I really feel like I'm getting mentally past those things I used to use as excuses, such as "not being able to talk to people." I do it every day at my job, so I should be a lot better at it than I used to be. I really do think it's all in my head. I can do a phone interview as well as another person, maybe better. I can do an in-person interview as well as another person, too. I'm really not as bad at these things as I think I am.
I feel bad about leaving my "safe place," though. I like having the excuse of "I have social anxiety and ASD" to fall back on if things don't pan out. I'm at the point where I feel like I HAVE to try something new, though, because what I'm doing isn't exactly working.
Hi OP, I remember you. It sounds like you're doing some good analysis of what's behind the stuck-ness. That's good. Keep it up!
Before you were scared of teaching overseas, now you didn't mention that. Did you get over that?
Several people have offered suggestions around finding a better place to teach.
Are you willing to relocate/move? Or not, and if not, why not?
Bump.
+1
Sometimes, an entirely alien environment - like Asia, which has been my home for ~13 years - can be easier to adjust to than one that is one's 'home country'. There's a lot of prejudice in the northern/Western US if one is southern, especially if one has a 'southern' accent [an accent that many English love btw]. As a poster mentioned above, teaching ESL overseas will bump up your salary upon a return to the US. Also, the social and work life in English overseas is...different than the US. More diverse, yet more limited. More possibilities, more cosmopolitan, and if you do it right, much faster salary advancement, which will translate to a much better salary upon your return to the US.

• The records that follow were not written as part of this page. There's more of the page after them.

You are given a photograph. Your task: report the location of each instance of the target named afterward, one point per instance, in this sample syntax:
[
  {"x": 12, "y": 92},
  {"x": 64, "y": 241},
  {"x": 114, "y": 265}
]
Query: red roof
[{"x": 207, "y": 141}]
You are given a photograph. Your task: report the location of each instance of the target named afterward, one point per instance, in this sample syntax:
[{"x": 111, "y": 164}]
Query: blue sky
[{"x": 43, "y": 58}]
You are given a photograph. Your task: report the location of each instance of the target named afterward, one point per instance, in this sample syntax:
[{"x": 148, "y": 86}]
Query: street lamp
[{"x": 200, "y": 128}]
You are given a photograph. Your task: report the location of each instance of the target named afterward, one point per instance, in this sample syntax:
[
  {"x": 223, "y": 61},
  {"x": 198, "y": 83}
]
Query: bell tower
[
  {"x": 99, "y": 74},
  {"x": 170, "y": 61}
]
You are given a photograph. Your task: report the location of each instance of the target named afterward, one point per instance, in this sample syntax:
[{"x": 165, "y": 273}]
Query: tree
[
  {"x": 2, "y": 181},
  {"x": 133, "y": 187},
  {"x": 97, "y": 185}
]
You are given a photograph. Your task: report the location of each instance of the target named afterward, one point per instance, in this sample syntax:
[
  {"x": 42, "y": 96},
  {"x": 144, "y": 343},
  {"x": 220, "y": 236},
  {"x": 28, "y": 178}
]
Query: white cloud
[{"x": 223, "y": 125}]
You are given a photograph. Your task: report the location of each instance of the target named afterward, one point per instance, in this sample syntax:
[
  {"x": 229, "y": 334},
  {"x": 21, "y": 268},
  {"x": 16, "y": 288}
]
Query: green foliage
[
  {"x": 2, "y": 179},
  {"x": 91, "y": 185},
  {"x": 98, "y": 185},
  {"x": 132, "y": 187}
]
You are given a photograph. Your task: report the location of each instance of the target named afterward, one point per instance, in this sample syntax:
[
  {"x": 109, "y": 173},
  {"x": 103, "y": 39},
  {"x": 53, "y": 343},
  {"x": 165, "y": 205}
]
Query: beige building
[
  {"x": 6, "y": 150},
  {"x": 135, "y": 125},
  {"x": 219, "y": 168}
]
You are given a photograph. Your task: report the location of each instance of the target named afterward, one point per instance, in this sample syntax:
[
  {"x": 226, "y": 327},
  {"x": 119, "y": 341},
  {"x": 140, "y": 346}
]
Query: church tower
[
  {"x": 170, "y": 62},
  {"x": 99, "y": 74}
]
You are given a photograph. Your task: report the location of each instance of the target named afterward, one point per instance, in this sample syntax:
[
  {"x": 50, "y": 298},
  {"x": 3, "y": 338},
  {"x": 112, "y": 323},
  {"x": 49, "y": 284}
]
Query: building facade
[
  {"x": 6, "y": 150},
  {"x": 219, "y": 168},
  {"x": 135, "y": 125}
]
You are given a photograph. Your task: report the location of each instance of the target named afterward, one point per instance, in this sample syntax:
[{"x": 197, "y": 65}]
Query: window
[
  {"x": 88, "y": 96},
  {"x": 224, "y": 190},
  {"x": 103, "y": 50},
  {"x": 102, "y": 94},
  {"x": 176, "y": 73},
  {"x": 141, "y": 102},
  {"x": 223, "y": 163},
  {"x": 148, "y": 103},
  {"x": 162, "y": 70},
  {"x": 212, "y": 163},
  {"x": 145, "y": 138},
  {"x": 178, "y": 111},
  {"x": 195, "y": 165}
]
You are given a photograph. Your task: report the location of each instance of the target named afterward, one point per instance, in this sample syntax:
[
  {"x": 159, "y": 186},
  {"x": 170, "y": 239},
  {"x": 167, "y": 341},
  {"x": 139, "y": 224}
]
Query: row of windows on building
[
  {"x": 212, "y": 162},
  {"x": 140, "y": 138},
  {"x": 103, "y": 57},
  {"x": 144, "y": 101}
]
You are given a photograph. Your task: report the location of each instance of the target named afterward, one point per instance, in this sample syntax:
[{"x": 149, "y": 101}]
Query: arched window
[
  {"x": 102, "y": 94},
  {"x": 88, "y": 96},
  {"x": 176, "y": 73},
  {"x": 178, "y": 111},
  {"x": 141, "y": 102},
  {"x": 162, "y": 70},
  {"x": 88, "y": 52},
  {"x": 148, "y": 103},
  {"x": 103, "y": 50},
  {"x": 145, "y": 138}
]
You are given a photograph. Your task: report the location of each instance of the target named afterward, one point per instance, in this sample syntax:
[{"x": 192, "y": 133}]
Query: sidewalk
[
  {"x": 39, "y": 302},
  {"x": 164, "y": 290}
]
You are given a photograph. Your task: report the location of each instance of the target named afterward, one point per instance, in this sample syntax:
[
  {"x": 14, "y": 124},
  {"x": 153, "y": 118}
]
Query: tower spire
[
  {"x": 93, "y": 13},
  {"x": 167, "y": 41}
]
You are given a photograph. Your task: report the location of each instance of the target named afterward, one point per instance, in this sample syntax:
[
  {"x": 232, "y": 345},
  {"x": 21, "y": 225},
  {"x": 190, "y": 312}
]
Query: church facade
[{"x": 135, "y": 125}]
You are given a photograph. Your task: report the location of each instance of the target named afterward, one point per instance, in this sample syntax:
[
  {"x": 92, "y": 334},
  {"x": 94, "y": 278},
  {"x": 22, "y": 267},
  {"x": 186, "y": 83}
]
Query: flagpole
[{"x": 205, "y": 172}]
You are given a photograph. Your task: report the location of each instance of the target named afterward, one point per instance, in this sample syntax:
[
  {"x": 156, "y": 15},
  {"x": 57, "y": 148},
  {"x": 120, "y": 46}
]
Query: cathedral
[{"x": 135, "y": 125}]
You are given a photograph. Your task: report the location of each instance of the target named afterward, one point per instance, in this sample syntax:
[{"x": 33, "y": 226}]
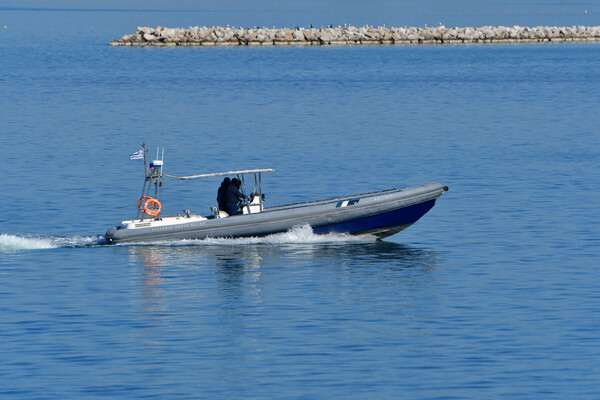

I'm not trying to make excuses, but before I go overseas, I need to make sure my communication and organization problems are a thing of the past. A foreign teacher might think I'm mocking him or her if I show up to teach unprepared one day, but this has been a subtle nightmare where I've worked throughout my life. Sometimes my mind just doesn't cooperate with me. I feel like I've improved tremendously lately, though.
Then don't go overseas. Are you actively doing something to "make sure [your] communication and organization problems are a thing of the past"? Do you have good reason to believe you are almost to that point? Like, within months? If not, then this probably isn't the right path for you, because you need to do something about your situation now, not two years from now when you've had more therapy and whatever else you do. If, in two years, you are at that point, you can reconsider. Until then you need to find a plan you can start now. It sounds like overseas is not that plan. Fine. So cross it off your list, don't look back, and move forward toward something else. You are still just spitballing various option on the internet. You could easily do that for decades. And you'll still be right where you are, geographically, financially, emotionally, and in all other ways.
Also, as someone who has moved overseas and who struggles with social anxiety, I'd say that my experience was a bit different and that in same ways I think think being in a new environment with those kinds of issues can be harder, not easier. I still feel a deep sense of... shame, I guess... every time I can't figure out a parking meter and I need to ask a stranger for help and hope that our limited language skills and our charades are enough, or when I don't quite know the etiquette associated with something and I'm worried I am going to offend, or whatever. The alien environment and resulting lack of cultural literacies has really, really challenged my anxieties.
And again, since you aren't at the point where you are ready to tackle that anyway, it's probably not the right choice for you. (Does it even appeal to you, outside of the money?) So move on to the things that are. If it interests you, keep it on the back burner as an option for the future. But right now, you need to focus on the getting a meal started on the front burner so you can feed yourself. Pick an option you can begin executing today. You aren't there for overseas teaching, and you don't know if/when you will be. Nothing wrong with that. But you can begin executing a plan to get a much better teaching job in the US today.
You need to start making decisions, and taking actions. You've been chewing over options for months, or longer. Enough. Decide, and act!